Planned changes in the near future:

• Ingress ALB annotations - Hardening:
  • IP allowlist at ALB level: alb.ingress.kubernetes.io/inbound-cidrs (e.g., office/VPN CIDRs),
  • TLS: ACM certificate + HTTPS listener (later "mandatory" if not on a "trusted" network) under the overlays/internet-facing
• RBAC - Parameterization:
  • set variable: TARGET_NAMESPACE=$YOUR-NAMESPACE by default (Kustomize overlay patch)
  • If multiple namespaces are required: multiple RoleBindings, not ClusterRole (if possible)
  • Customization of the persmissions: pods/exec + appropriate verbs
• SecurityContext:

  • use stricter settings, like runAsNonRoot: true, readOnlyRootFilesystem: true and drop not necessary capabilities (CAPS) : configure Pod Security Standards (Restricted)

  • if image can tolerate:
    • runAsNonRoot: true
    • runAsUser: 1000 + runAsGroup: 1000
    • readOnlyRootFilesystem: true
    • capabilities.drop: ["ALL"]
    • seccompProfile: RuntimeDefault

    Note: Due to the operation of ttyd --writable and shell, writable space may be required. In this case, the goal: mount as emptyDir to /tmp, but rootfs can still be read-only.
    This will be implemented in repo as follows:
    • base/ functional (but safer),
    • overlays/hardened/ there will be a "restricted" version.

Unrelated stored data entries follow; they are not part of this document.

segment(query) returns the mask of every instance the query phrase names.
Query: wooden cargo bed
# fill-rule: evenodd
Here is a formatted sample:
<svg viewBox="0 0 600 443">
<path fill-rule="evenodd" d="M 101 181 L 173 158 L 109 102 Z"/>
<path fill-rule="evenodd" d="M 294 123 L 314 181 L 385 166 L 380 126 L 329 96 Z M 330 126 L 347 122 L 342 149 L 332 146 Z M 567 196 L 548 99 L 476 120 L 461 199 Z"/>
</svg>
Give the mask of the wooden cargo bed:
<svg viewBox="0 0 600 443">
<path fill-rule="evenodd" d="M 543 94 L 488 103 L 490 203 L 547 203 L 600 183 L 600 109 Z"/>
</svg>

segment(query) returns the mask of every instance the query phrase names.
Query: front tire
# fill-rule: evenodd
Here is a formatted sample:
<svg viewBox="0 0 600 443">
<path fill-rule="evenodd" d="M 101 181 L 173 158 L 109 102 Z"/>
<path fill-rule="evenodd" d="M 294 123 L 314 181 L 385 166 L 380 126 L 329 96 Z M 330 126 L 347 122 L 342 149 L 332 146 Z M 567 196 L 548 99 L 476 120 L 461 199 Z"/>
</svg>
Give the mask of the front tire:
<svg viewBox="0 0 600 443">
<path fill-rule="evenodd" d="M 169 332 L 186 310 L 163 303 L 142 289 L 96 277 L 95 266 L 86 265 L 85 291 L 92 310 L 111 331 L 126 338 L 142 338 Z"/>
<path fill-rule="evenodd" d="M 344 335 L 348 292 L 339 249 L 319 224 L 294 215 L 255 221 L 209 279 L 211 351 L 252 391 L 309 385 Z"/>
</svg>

• Using Helm for the installation process
• Creating a version for multiple environments
• Preparing for the Kustomization version
  
  

---

Some pictures during operation:

Web Terminal for kubectl (inside the container) - basic commands:

and

Web Terminal for kubectl - start a test nginx pod and jump into it using kubectl exec under RBAC control:

---

Resources

Related blog posts

• Medium:
  Browser-Based kubectl Access: Managing Kubernetes Without Bastion Hosts or Heavy Tools – [https://medium.com/@zs77.robert/browser-based-kubectl-access-managing-kubernetes-without-bastion-hosts-or-heavy-tools-1b6c939ce8ee]
• dev.to:
  Browser-Based kubectl Access: Managing Kubernetes Without Bastion Hosts – [https://dev.to/robert_r_7c237256b7614328/browser-based-kubectl-access-managing-kubernetes-without-bastion-hosts-1b4a]
• Substack:
  Browser-based kubectl access – [https://cloudskillshu.substack.com/p/browser-based-kubectl-access-without-bastion-hosts]

---

Contribution Policy

This repository is maintained as a curated, single-author collection of Kubernetes examples, primarily for educational and reference purposes.
Feel free to fork and adapt it to your own use case.
However, I am not currently accepting external feature requests, bug reports, or pull requests due to limited review time.

Note:

Discussions remain open for feedback, questions, and ideas..
Feel free to share ideas, but there is no guaranteed response time.